August 18, 2013 was the date and I can remember it so clearly. This year has made two years of being married to my husband and three years of knowing each other. Doesn’t sound like much does it? Honestly sometimes I don’t think it sounds like much but other times I feel like I have known Silas my entire life and that we are an old married couple.
However, whether the time has been short or long it doesn’t change the fact of how much has happened in the past three years. We have had ups and downs like most couples but the good always outweighs the bad.
People around us often anticipate what our marriage is like but honestly they have no idea. I have been anticipated to be a lazy housewife that expects her husband to cater to her every need, ha! Funny is not the word for that. My husband has been anticipated to be controlling and bossy and carefree to my needs, again I say ha!
People amuse me. These are just prime examples of the things no one warns you about BEFORE marriage. I came into this marriage not knowing that I would quickly turn into the bad guy and not knowing that my husband and I would both be judged harshly by everyone that surrounds us.
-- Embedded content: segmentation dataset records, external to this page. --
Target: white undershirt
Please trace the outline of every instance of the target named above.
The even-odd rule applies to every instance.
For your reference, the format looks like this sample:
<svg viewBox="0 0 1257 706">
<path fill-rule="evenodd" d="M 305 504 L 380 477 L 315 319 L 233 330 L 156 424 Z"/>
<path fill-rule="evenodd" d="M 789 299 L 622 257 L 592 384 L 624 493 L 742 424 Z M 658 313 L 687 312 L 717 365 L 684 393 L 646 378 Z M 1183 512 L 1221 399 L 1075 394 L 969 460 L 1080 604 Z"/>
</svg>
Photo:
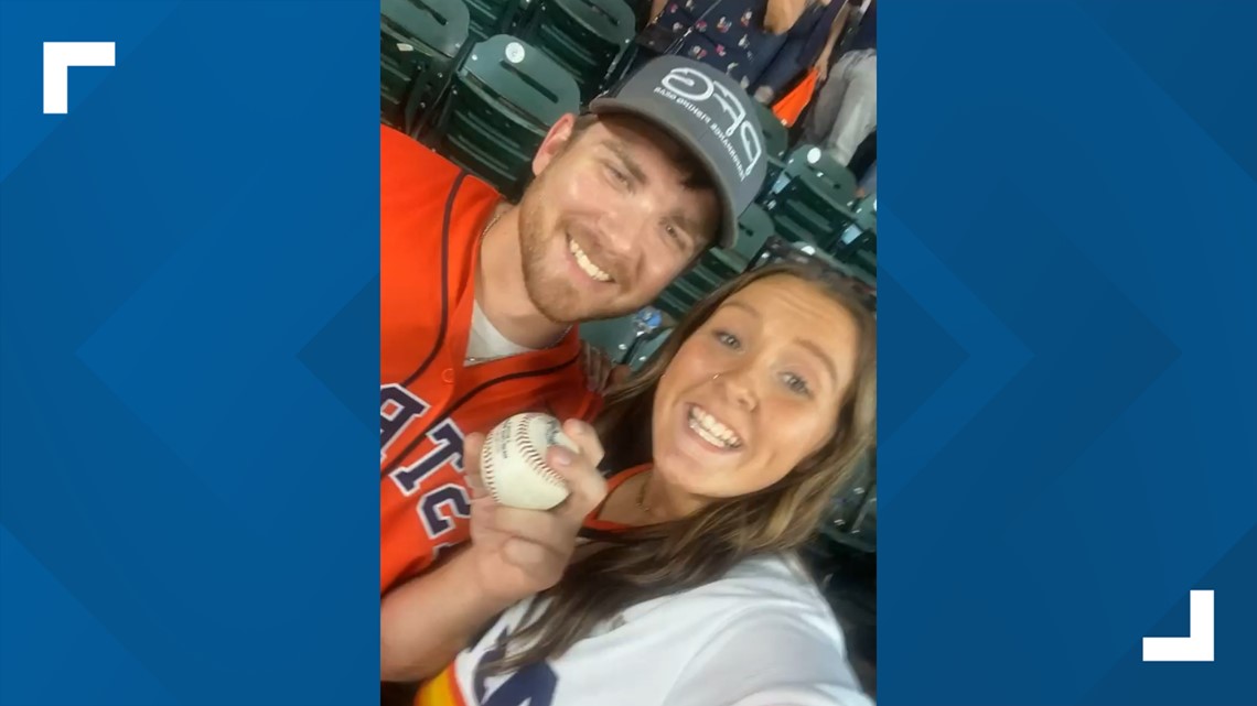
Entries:
<svg viewBox="0 0 1257 706">
<path fill-rule="evenodd" d="M 519 345 L 510 340 L 493 325 L 489 317 L 484 315 L 480 301 L 475 301 L 471 309 L 471 332 L 468 334 L 466 364 L 488 363 L 508 356 L 532 353 L 535 348 Z"/>
</svg>

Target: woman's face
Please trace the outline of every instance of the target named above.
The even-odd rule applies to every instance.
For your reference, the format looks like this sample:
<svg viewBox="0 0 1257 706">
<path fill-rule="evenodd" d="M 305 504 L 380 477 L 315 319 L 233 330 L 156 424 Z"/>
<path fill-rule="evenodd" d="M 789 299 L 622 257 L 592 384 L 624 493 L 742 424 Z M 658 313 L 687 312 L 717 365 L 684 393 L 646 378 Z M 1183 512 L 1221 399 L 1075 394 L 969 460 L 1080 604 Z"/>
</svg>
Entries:
<svg viewBox="0 0 1257 706">
<path fill-rule="evenodd" d="M 798 278 L 733 294 L 659 381 L 655 472 L 700 502 L 777 482 L 833 435 L 857 349 L 851 314 Z"/>
</svg>

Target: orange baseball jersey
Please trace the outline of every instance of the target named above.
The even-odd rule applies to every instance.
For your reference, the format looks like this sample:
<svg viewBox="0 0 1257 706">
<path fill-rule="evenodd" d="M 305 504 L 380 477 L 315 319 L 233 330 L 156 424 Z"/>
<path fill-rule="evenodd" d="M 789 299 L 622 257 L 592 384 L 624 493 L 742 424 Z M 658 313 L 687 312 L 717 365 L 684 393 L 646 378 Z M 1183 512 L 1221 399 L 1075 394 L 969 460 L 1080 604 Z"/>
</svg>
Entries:
<svg viewBox="0 0 1257 706">
<path fill-rule="evenodd" d="M 463 440 L 518 412 L 592 418 L 573 328 L 466 366 L 480 235 L 499 195 L 380 128 L 380 592 L 468 540 Z"/>
</svg>

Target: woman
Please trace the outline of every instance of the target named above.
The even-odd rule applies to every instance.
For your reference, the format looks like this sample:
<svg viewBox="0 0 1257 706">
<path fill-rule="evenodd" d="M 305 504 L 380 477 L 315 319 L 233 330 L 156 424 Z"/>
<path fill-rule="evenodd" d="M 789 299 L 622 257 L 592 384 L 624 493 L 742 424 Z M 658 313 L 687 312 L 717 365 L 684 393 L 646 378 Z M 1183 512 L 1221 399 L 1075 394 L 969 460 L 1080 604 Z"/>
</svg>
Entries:
<svg viewBox="0 0 1257 706">
<path fill-rule="evenodd" d="M 779 90 L 776 84 L 793 75 L 774 75 L 774 85 L 766 87 L 766 72 L 791 35 L 807 35 L 822 14 L 818 0 L 654 0 L 637 62 L 661 53 L 689 57 L 767 102 L 772 90 L 760 89 Z"/>
<path fill-rule="evenodd" d="M 607 401 L 603 466 L 621 472 L 590 480 L 603 457 L 592 430 L 564 426 L 578 455 L 551 450 L 573 491 L 556 513 L 574 523 L 524 541 L 525 511 L 478 497 L 468 553 L 508 559 L 469 593 L 549 587 L 474 636 L 416 705 L 869 703 L 793 550 L 872 442 L 875 361 L 872 315 L 799 265 L 700 303 Z M 566 570 L 544 577 L 556 559 Z"/>
</svg>

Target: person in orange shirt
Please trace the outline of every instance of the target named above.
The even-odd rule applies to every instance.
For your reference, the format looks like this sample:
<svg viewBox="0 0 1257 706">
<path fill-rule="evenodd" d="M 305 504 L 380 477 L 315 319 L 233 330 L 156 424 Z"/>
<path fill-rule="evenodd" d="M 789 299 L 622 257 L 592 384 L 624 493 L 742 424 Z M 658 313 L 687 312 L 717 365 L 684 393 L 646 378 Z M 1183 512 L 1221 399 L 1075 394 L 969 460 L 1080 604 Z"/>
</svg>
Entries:
<svg viewBox="0 0 1257 706">
<path fill-rule="evenodd" d="M 524 411 L 592 418 L 576 324 L 732 245 L 764 158 L 749 97 L 665 57 L 554 123 L 533 172 L 509 205 L 381 126 L 381 595 L 468 540 L 468 433 Z"/>
</svg>

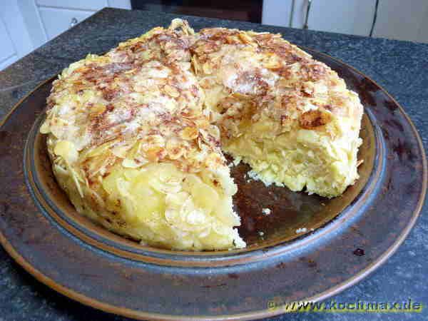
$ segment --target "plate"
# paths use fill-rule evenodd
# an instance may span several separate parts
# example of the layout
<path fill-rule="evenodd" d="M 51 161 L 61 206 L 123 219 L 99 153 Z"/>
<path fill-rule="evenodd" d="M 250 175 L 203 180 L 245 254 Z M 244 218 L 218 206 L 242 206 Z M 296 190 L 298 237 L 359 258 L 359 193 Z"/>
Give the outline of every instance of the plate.
<path fill-rule="evenodd" d="M 372 80 L 303 48 L 343 78 L 365 106 L 360 178 L 328 200 L 265 187 L 235 166 L 234 205 L 245 249 L 175 252 L 141 245 L 76 212 L 56 183 L 39 133 L 54 78 L 0 128 L 0 241 L 38 280 L 83 304 L 140 319 L 254 319 L 285 303 L 318 301 L 384 263 L 414 224 L 427 189 L 418 133 Z M 270 208 L 270 215 L 263 213 Z"/>

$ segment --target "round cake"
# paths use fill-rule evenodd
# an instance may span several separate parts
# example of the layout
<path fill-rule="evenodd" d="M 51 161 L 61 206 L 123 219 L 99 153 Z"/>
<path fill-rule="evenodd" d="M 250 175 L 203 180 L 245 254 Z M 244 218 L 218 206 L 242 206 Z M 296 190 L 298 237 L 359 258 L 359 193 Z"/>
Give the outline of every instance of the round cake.
<path fill-rule="evenodd" d="M 280 35 L 185 21 L 64 69 L 47 100 L 54 173 L 78 212 L 158 248 L 244 248 L 223 152 L 325 197 L 358 178 L 363 108 Z"/>

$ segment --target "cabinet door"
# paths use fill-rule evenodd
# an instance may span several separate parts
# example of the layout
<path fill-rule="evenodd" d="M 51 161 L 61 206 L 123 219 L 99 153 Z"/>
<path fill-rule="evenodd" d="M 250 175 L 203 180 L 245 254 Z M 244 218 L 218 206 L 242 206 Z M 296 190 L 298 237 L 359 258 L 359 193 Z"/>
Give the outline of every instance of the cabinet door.
<path fill-rule="evenodd" d="M 40 7 L 39 11 L 49 40 L 95 14 L 94 11 L 84 10 L 48 7 Z"/>
<path fill-rule="evenodd" d="M 307 0 L 295 0 L 292 26 L 302 28 Z M 374 0 L 312 0 L 308 26 L 312 30 L 368 36 Z"/>
<path fill-rule="evenodd" d="M 0 39 L 1 39 L 1 46 L 0 47 L 0 70 L 1 70 L 4 65 L 6 66 L 15 61 L 18 58 L 12 39 L 11 39 L 1 18 L 0 18 Z"/>
<path fill-rule="evenodd" d="M 262 24 L 290 26 L 292 0 L 263 0 Z"/>

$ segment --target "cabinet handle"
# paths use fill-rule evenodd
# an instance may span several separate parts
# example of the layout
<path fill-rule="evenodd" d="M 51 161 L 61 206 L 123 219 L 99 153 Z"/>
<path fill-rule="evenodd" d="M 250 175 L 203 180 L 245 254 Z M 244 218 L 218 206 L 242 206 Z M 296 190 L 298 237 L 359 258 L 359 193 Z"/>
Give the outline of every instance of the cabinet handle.
<path fill-rule="evenodd" d="M 71 22 L 70 22 L 70 28 L 76 26 L 77 24 L 78 21 L 77 21 L 77 19 L 76 18 L 73 18 L 71 19 Z"/>
<path fill-rule="evenodd" d="M 307 29 L 309 26 L 307 25 L 307 20 L 309 19 L 309 11 L 310 11 L 310 5 L 312 4 L 312 0 L 307 0 L 307 6 L 306 7 L 306 16 L 305 17 L 305 24 L 303 24 L 303 29 Z"/>

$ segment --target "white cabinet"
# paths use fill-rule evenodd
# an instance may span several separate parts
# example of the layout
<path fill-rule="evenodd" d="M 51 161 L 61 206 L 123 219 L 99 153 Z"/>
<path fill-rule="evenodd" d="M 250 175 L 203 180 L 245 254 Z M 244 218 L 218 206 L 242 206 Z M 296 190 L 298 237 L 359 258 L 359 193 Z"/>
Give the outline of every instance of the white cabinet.
<path fill-rule="evenodd" d="M 39 12 L 49 39 L 93 14 L 93 11 L 91 11 L 50 7 L 40 7 Z"/>
<path fill-rule="evenodd" d="M 0 3 L 0 71 L 33 49 L 15 1 Z"/>
<path fill-rule="evenodd" d="M 290 26 L 292 2 L 292 0 L 263 0 L 262 24 Z"/>
<path fill-rule="evenodd" d="M 131 0 L 0 0 L 0 71 L 106 6 Z"/>

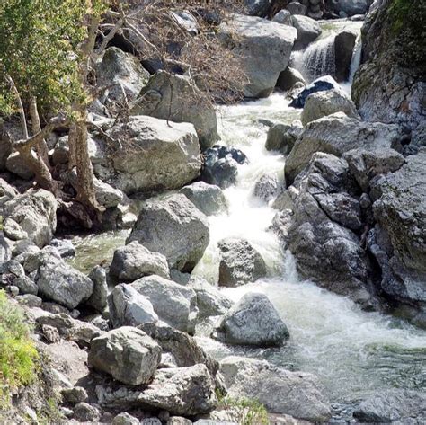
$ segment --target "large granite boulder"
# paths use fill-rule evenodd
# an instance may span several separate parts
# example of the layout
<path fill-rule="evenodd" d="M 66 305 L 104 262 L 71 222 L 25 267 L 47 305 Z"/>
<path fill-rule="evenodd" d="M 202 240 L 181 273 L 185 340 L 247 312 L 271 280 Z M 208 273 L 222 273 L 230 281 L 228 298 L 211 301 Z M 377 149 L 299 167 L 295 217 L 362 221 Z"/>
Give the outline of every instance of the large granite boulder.
<path fill-rule="evenodd" d="M 138 241 L 121 246 L 114 252 L 110 273 L 120 282 L 133 282 L 144 276 L 158 275 L 170 278 L 167 259 L 152 252 Z"/>
<path fill-rule="evenodd" d="M 127 243 L 138 241 L 165 256 L 171 268 L 191 271 L 209 241 L 209 222 L 182 194 L 148 200 Z"/>
<path fill-rule="evenodd" d="M 332 416 L 325 390 L 311 374 L 290 372 L 254 359 L 227 357 L 220 362 L 219 376 L 230 397 L 257 400 L 270 412 L 320 423 Z"/>
<path fill-rule="evenodd" d="M 291 182 L 315 152 L 342 156 L 357 147 L 389 148 L 402 151 L 401 129 L 381 122 L 363 122 L 337 112 L 307 124 L 287 158 L 285 173 Z"/>
<path fill-rule="evenodd" d="M 219 286 L 238 287 L 266 276 L 262 255 L 244 239 L 227 238 L 219 242 Z"/>
<path fill-rule="evenodd" d="M 213 106 L 202 96 L 192 78 L 158 71 L 139 93 L 140 102 L 132 113 L 149 115 L 194 125 L 202 149 L 218 140 L 217 119 Z"/>
<path fill-rule="evenodd" d="M 280 347 L 288 330 L 264 294 L 246 294 L 220 320 L 217 336 L 233 345 Z"/>
<path fill-rule="evenodd" d="M 149 78 L 138 58 L 116 47 L 104 51 L 95 70 L 98 86 L 105 87 L 100 98 L 107 107 L 134 101 Z"/>
<path fill-rule="evenodd" d="M 161 359 L 160 346 L 133 327 L 110 331 L 92 340 L 89 365 L 123 384 L 148 384 Z"/>
<path fill-rule="evenodd" d="M 309 94 L 305 101 L 300 120 L 306 126 L 311 121 L 335 112 L 344 112 L 350 118 L 359 119 L 351 97 L 341 89 L 331 89 Z"/>
<path fill-rule="evenodd" d="M 107 133 L 118 143 L 103 159 L 92 158 L 94 172 L 127 194 L 178 189 L 200 175 L 200 146 L 191 124 L 132 116 Z"/>
<path fill-rule="evenodd" d="M 179 331 L 194 332 L 199 310 L 191 288 L 159 276 L 139 279 L 130 286 L 151 302 L 161 320 Z"/>
<path fill-rule="evenodd" d="M 247 97 L 271 94 L 280 73 L 288 65 L 297 37 L 295 28 L 240 14 L 234 15 L 218 29 L 219 40 L 241 58 L 249 80 L 244 90 Z"/>
<path fill-rule="evenodd" d="M 5 202 L 0 208 L 4 226 L 13 220 L 21 228 L 22 235 L 37 246 L 49 244 L 57 228 L 58 202 L 55 196 L 43 190 L 30 190 Z"/>

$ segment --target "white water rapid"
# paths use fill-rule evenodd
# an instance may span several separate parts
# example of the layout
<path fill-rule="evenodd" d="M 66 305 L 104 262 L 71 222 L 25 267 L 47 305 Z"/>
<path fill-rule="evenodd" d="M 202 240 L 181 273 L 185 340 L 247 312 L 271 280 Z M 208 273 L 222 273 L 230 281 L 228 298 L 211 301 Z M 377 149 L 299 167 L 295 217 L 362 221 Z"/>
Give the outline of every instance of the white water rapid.
<path fill-rule="evenodd" d="M 228 213 L 209 217 L 211 242 L 193 272 L 216 283 L 217 242 L 227 236 L 249 240 L 265 258 L 270 277 L 224 292 L 235 300 L 250 291 L 265 293 L 291 338 L 280 350 L 242 349 L 209 339 L 206 327 L 200 329 L 199 341 L 216 358 L 244 354 L 314 373 L 337 411 L 370 390 L 424 387 L 426 332 L 390 316 L 363 312 L 351 300 L 300 280 L 294 260 L 280 251 L 274 234 L 267 230 L 276 211 L 256 200 L 253 190 L 265 173 L 283 178 L 284 158 L 266 151 L 267 128 L 258 120 L 289 123 L 298 113 L 281 94 L 221 109 L 222 143 L 241 149 L 250 163 L 240 166 L 237 184 L 225 190 Z"/>

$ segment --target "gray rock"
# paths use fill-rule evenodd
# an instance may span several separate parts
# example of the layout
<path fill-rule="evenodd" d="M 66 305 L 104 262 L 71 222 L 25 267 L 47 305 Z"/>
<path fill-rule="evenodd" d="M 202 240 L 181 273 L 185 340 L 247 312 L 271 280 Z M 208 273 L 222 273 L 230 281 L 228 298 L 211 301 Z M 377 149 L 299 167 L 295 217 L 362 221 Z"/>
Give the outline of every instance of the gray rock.
<path fill-rule="evenodd" d="M 140 92 L 141 101 L 132 113 L 175 122 L 191 122 L 197 131 L 201 148 L 206 149 L 219 138 L 217 120 L 211 105 L 197 101 L 202 97 L 197 96 L 199 93 L 191 77 L 158 71 Z"/>
<path fill-rule="evenodd" d="M 45 252 L 47 255 L 41 259 L 34 278 L 39 294 L 69 309 L 89 299 L 93 291 L 93 282 L 60 258 Z"/>
<path fill-rule="evenodd" d="M 404 156 L 394 149 L 353 149 L 343 157 L 349 164 L 351 173 L 355 177 L 363 191 L 369 191 L 369 182 L 378 174 L 386 174 L 399 170 Z"/>
<path fill-rule="evenodd" d="M 164 323 L 144 323 L 139 327 L 160 344 L 163 353 L 173 357 L 178 367 L 198 364 L 206 365 L 212 376 L 216 376 L 218 363 L 201 349 L 195 339 L 188 333 L 173 329 Z"/>
<path fill-rule="evenodd" d="M 50 244 L 59 252 L 62 258 L 74 257 L 75 255 L 75 248 L 73 243 L 67 239 L 52 239 Z"/>
<path fill-rule="evenodd" d="M 129 414 L 127 412 L 118 414 L 111 422 L 112 425 L 139 425 L 138 418 Z"/>
<path fill-rule="evenodd" d="M 161 253 L 152 252 L 138 241 L 115 251 L 110 273 L 120 282 L 133 282 L 153 274 L 170 278 L 167 259 Z"/>
<path fill-rule="evenodd" d="M 426 421 L 426 394 L 403 389 L 376 393 L 360 403 L 353 416 L 368 423 L 422 423 Z"/>
<path fill-rule="evenodd" d="M 130 285 L 120 284 L 115 287 L 108 297 L 108 304 L 113 327 L 138 326 L 158 320 L 149 299 Z"/>
<path fill-rule="evenodd" d="M 254 183 L 254 196 L 265 202 L 274 199 L 279 191 L 280 181 L 273 174 L 263 174 Z"/>
<path fill-rule="evenodd" d="M 106 271 L 103 267 L 95 266 L 89 273 L 89 279 L 93 282 L 93 290 L 86 304 L 102 313 L 107 306 L 108 284 Z"/>
<path fill-rule="evenodd" d="M 221 257 L 219 286 L 238 287 L 266 276 L 264 260 L 248 241 L 224 239 L 218 247 Z"/>
<path fill-rule="evenodd" d="M 171 268 L 191 271 L 209 244 L 209 222 L 184 195 L 149 200 L 127 243 L 132 241 L 164 255 Z"/>
<path fill-rule="evenodd" d="M 285 11 L 282 10 L 281 12 Z M 277 87 L 287 92 L 288 90 L 291 90 L 295 84 L 298 83 L 301 83 L 303 85 L 306 84 L 305 78 L 299 71 L 290 66 L 287 66 L 287 68 L 282 71 L 278 77 Z"/>
<path fill-rule="evenodd" d="M 289 338 L 288 330 L 264 294 L 250 293 L 221 319 L 218 332 L 233 345 L 280 347 Z"/>
<path fill-rule="evenodd" d="M 294 181 L 315 152 L 342 156 L 357 147 L 401 150 L 400 140 L 398 126 L 361 122 L 343 112 L 324 117 L 307 124 L 297 137 L 286 161 L 287 182 Z"/>
<path fill-rule="evenodd" d="M 256 399 L 270 412 L 314 422 L 327 422 L 332 416 L 325 390 L 311 374 L 289 372 L 254 359 L 228 357 L 220 362 L 219 375 L 230 397 Z"/>
<path fill-rule="evenodd" d="M 234 15 L 219 26 L 218 37 L 224 46 L 242 58 L 250 81 L 245 96 L 266 97 L 288 65 L 297 31 L 262 18 Z M 265 63 L 268 66 L 264 66 Z"/>
<path fill-rule="evenodd" d="M 272 21 L 283 25 L 291 25 L 291 13 L 286 10 L 281 9 L 273 18 Z"/>
<path fill-rule="evenodd" d="M 342 90 L 332 89 L 314 93 L 305 102 L 301 116 L 302 124 L 306 126 L 311 121 L 335 112 L 344 112 L 350 118 L 359 119 L 355 103 Z"/>
<path fill-rule="evenodd" d="M 307 16 L 294 14 L 291 17 L 291 25 L 297 31 L 294 49 L 305 49 L 315 41 L 323 32 L 319 23 Z"/>
<path fill-rule="evenodd" d="M 225 314 L 234 305 L 233 301 L 202 278 L 191 277 L 188 288 L 197 294 L 199 319 Z"/>
<path fill-rule="evenodd" d="M 191 124 L 132 116 L 107 133 L 120 143 L 111 147 L 109 161 L 93 169 L 126 194 L 181 188 L 200 175 L 200 146 Z"/>
<path fill-rule="evenodd" d="M 97 422 L 101 419 L 101 412 L 95 406 L 79 403 L 74 408 L 74 417 L 81 422 Z"/>
<path fill-rule="evenodd" d="M 206 216 L 226 211 L 226 199 L 222 190 L 215 184 L 197 182 L 181 189 L 185 195 Z"/>
<path fill-rule="evenodd" d="M 193 333 L 198 316 L 195 292 L 159 276 L 148 276 L 131 284 L 146 297 L 158 317 L 179 331 Z"/>
<path fill-rule="evenodd" d="M 7 201 L 2 214 L 14 220 L 28 238 L 42 248 L 50 243 L 57 227 L 58 202 L 43 189 L 30 190 Z"/>
<path fill-rule="evenodd" d="M 62 398 L 73 404 L 85 402 L 88 398 L 87 391 L 82 386 L 74 386 L 73 388 L 65 388 L 61 391 Z"/>
<path fill-rule="evenodd" d="M 138 58 L 115 47 L 104 51 L 95 70 L 98 86 L 105 87 L 100 97 L 107 107 L 134 101 L 149 78 Z"/>
<path fill-rule="evenodd" d="M 89 365 L 130 385 L 148 384 L 161 358 L 160 346 L 138 329 L 124 326 L 94 338 Z"/>

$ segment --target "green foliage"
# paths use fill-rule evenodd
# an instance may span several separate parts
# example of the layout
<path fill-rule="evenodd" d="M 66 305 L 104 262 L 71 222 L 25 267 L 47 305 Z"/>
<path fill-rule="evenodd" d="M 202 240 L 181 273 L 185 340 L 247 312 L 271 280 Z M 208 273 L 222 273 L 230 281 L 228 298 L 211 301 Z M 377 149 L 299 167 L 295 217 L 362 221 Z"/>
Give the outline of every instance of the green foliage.
<path fill-rule="evenodd" d="M 14 107 L 6 75 L 23 101 L 36 96 L 50 112 L 82 101 L 78 46 L 87 36 L 87 16 L 104 10 L 103 0 L 2 0 L 0 114 Z"/>
<path fill-rule="evenodd" d="M 267 425 L 269 424 L 268 412 L 265 406 L 257 400 L 247 398 L 235 399 L 225 396 L 217 391 L 219 401 L 218 408 L 232 412 L 233 421 L 241 425 Z"/>
<path fill-rule="evenodd" d="M 0 410 L 10 402 L 10 391 L 37 376 L 38 352 L 29 336 L 22 311 L 0 291 Z"/>

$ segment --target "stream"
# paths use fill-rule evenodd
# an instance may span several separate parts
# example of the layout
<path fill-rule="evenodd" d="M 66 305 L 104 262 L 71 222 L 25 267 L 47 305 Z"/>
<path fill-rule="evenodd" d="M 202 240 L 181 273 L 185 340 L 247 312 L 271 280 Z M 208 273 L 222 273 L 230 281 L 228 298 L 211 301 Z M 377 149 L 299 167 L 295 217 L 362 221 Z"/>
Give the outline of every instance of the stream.
<path fill-rule="evenodd" d="M 359 22 L 351 24 L 360 28 Z M 330 28 L 332 32 L 334 30 Z M 324 34 L 316 43 L 326 46 L 328 41 L 324 40 L 330 37 L 333 34 Z M 355 49 L 354 61 L 359 54 Z M 425 388 L 426 332 L 395 317 L 361 311 L 350 299 L 300 279 L 291 254 L 283 252 L 278 238 L 268 231 L 277 211 L 255 199 L 253 188 L 264 173 L 283 182 L 285 158 L 266 151 L 268 128 L 259 120 L 291 123 L 299 114 L 300 111 L 288 107 L 288 101 L 280 93 L 219 109 L 222 143 L 241 149 L 249 164 L 240 165 L 237 183 L 224 190 L 227 213 L 209 217 L 210 243 L 193 270 L 193 274 L 217 284 L 217 242 L 229 236 L 247 239 L 264 258 L 268 278 L 223 291 L 235 301 L 251 291 L 266 294 L 291 337 L 280 349 L 235 348 L 209 338 L 211 326 L 207 323 L 199 326 L 197 340 L 217 359 L 245 355 L 316 375 L 333 403 L 333 419 L 339 421 L 349 419 L 351 404 L 369 392 Z M 127 235 L 121 231 L 75 239 L 77 253 L 73 264 L 87 272 L 94 264 L 111 261 L 114 249 L 124 244 Z"/>

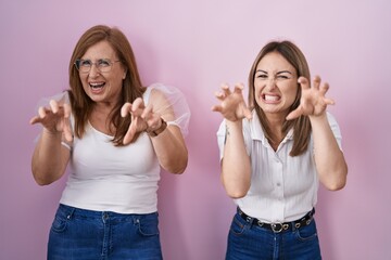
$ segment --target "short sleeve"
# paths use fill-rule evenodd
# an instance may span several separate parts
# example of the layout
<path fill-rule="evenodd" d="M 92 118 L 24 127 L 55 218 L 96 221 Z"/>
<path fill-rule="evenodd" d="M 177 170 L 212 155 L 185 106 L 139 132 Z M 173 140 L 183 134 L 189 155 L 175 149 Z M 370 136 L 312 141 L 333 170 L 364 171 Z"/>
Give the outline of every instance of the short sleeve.
<path fill-rule="evenodd" d="M 327 119 L 330 125 L 331 131 L 337 140 L 338 146 L 342 151 L 342 134 L 337 119 L 329 112 L 327 112 Z"/>
<path fill-rule="evenodd" d="M 184 136 L 188 134 L 191 113 L 181 91 L 172 86 L 154 83 L 148 87 L 144 102 L 152 102 L 154 113 L 160 114 L 168 125 L 178 126 Z"/>
<path fill-rule="evenodd" d="M 58 93 L 58 94 L 52 95 L 52 96 L 46 96 L 46 98 L 40 99 L 40 100 L 38 101 L 37 105 L 36 105 L 36 110 L 38 110 L 38 108 L 41 107 L 41 106 L 42 106 L 42 107 L 49 107 L 49 103 L 50 103 L 51 100 L 55 100 L 55 101 L 58 101 L 58 102 L 60 102 L 60 103 L 62 102 L 63 104 L 68 104 L 68 105 L 71 104 L 68 92 L 67 92 L 67 91 L 64 91 L 64 92 Z M 73 118 L 73 115 L 72 115 L 72 114 L 71 114 L 71 126 L 72 126 L 72 129 L 73 129 L 74 118 Z M 34 140 L 35 143 L 38 142 L 38 140 L 39 140 L 39 138 L 40 138 L 40 134 L 41 134 L 41 133 L 39 133 L 39 134 L 35 138 L 35 140 Z M 61 144 L 62 144 L 63 146 L 65 146 L 66 148 L 72 150 L 72 144 L 65 142 L 65 138 L 64 138 L 64 136 L 63 136 L 63 141 L 61 142 Z"/>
No one talks about this stuff, it’s like a secret code or something.
No marriage is perfect however no marriage is what you may think it is. After telling you about what people think of our marriage now let me tell you the truth:
Silas and I are best friends and we tell each other everything and I do mean everything. We get angry at each other and sometimes we yell (I do most of the yelling) and sometimes we both go somewhere alone to cry but at the end of the day we always make up and we never go to bed upset and if we do my husband doesn’t sleep long because I wake him up to talk and cuddle and to make it better.
Our chores are split evenly no matter where we are staying and we take care of each other which means we pick up after each other and such.
We both have sick parents and sometimes we have to spend nearly a month apart to take care of our parents due to the fact that we are from different counties in Kentucky. Our parents are very important to us.
Coming into this marriage we both had friends, Silas had more friends than I did but we still had to separate ourselves. Some of his friends didn’t like me and some just didn’t want they’re buddy to be married and some accepted me and actually became friends with me to. Silas and I both had to let people go so that we could make our marriage work.
Our relationship is not just a relationship it’s a friendship, partnership and a gift from God.
We entered our marriage both as sinners but a year later both gave our hearts to God. Our marriage became less stressful because we started letting God take control and letting God work our lives out.
Still yet people wanted to hurt us and ruin what God has put together but it didn’t work. We really love each other and God really has blessed us and I know he has a plan for us both.
Don’t let people make you think marriage is easy sailing and don’t let them make you think it’s a bad thing. Marriage truly is a beautiful thing if you give it to God.
Sometimes you will encounter people and situations where you have to stand up and speak your peace and then sometimes you have to bite your tongue and let go and let God.
I’ve learned a lot about love since I met Silas. I’ve learned that it does exist and that it is possible for everyone to be loved but not just by a man or woman but also by God.
If God has taken the time to bless you with a person of your own to comfort you, befriend you, love you and share your life with then that is one of the many examples that he loves you.
While Satan has came in many forms and tried to ruin our marriage and our faith in God, he has failed.
Remember, you are marrying one person, not the world. So don’t let other people break you or your marriage.
Even in the bad times my husband and I always pray together. We make sure we make time everyday and night to devote ourselves and our marriage to God.
You can’t do this alone, and if you manage to its gonna be tough. Instead do it with God. Devote your love for one another to God and let him work things out, let him direct your path.
So what’s the truth about marriage? The truth is it needs God, love, trust and faith in each other. While the world may try to ruin it for you remember these verses: “But from the beginning of the creation God made them male and female. For this cause shall a man leave his father and mother, and cleave to his wife; And they twain shall be one flesh: so then they are no more twain, but one flesh. What therefore God hath joined together, let not man put asunder.”- Mark 10:6-9 KJV
Go and be in peace and love one another, do not let the worldly things of this world burden you. For what God has created cannot be broken as long as he is in the midst, amen!